I have a patient referred to me by her orthodontist for orofacial myology treatment. She has a recurring anterior openbite after orthodontic appliance correction. She had surgery to remove her adenoids in February due to significant hypertrophy. The ENT did not remove the tonsils because they were not excessively large and patient didn’t have history of strep throat. Since her adenoidectomy, she can now breathe through her nose during the day (which she didn’t do before surgery), but continues to mouth breathe at night. She sounds mildly hypo nasal all the time. She can breathe easier through her left nostril than right, and reports that when she pushes on her nasal bridge (to move it over slightly to the side) she can breathe easier. Her face is visually asymmetrical. I’m wondering if she might have a deviated septum and if this could be contributing to the difficulty breathing through her nose at night.
If this is the case (or if there is a different reason for a breathing obstruction making her breathe through her mouth at night only), is she likely to be able to make progress in therapy, or do you think the night breathing issue needs to be addressed first? Do you think she might benefit from wearing nasal strips at night?
Thank you very much for any insight you can provide!
A: Response provided by Becky Ellsworth, instructor at Neo-Health Services, Inc.
With permission from the parent, I would be asking for the ability speak with the ENT to find out all their observations prior to surgery. Did they check for a possible septal deviation, nasal polyps, nasal turbinate enlargements, etc.? I would be surprised if they didn’t look at all areas but you need to know.

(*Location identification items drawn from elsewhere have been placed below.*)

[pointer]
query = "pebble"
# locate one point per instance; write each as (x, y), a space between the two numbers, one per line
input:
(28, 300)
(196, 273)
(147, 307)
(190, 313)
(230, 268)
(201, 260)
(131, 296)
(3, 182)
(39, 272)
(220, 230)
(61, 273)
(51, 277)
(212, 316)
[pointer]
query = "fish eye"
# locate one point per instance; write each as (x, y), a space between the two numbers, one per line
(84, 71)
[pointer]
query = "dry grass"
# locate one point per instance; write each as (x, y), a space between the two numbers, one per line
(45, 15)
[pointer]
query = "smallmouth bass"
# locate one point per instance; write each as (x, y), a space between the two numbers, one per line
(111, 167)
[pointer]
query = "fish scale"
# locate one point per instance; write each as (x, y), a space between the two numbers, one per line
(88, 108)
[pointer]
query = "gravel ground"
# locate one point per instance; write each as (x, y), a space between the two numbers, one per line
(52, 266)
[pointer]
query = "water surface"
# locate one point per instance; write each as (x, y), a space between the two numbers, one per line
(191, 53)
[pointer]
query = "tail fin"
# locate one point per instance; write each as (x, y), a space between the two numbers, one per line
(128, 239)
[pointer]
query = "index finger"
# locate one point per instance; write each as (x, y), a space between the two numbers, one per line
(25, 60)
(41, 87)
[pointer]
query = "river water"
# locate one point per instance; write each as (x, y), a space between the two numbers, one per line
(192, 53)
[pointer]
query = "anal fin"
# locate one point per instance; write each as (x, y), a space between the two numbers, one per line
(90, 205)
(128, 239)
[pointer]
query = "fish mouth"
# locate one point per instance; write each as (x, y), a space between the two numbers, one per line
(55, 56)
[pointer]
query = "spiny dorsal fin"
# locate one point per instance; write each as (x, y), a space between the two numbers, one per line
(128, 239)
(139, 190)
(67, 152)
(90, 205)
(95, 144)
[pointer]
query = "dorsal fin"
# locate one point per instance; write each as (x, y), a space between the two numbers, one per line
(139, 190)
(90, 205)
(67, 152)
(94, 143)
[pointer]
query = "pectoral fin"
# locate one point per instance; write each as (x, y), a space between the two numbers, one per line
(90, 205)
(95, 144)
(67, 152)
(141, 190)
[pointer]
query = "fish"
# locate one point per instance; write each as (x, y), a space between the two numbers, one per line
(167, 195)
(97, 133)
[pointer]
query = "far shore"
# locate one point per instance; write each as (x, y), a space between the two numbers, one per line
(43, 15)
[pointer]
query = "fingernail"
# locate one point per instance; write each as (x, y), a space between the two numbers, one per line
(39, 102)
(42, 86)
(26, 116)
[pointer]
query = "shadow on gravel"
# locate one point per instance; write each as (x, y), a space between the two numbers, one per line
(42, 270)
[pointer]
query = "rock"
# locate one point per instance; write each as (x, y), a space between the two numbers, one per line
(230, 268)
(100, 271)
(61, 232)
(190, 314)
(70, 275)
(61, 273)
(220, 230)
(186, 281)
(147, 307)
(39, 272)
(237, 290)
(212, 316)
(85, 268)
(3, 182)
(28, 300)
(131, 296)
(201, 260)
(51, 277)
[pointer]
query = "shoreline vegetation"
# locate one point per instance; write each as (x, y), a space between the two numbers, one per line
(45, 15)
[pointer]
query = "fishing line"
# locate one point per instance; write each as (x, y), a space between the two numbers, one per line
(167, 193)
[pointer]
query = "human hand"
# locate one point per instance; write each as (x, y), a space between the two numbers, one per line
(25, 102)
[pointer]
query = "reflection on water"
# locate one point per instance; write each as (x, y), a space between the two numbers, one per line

After your Orofacial Myology evaluation, what did her palate look like as far as the vault height and width? Can she achieve a palatal suction with her tongue? Where are her tongue and lip rest postures? Does her facial asymmetry coincide with the right side of her face? Our bodies have a built in nasal cycle in which every four hours, the nasal turbinates’ enlarge on one side of the nasal passageway while the other side shrinks. It could be that while she is sleeping, even she has an off-set septum instead of a deviated one, when the turbinate on that side enlarges, she must breathe through her mouth. Does she snore? There is also the possibility that her tonsils are still an issue….
All barriers to nasal breathing need to be addressed for complete success. If the answers to my questions are all no, then I would address the night breathing issue right away. This is assuming that she is able to maintain correct tongue and lip rest posture during the day….
Nasal strips might be a great solution for her to help establish a correct night breathing habit. There are also night auto suggestions within the Myo Manual treatment program to get the subconscious side of the brain to aid in achieving a nasal breathing posture.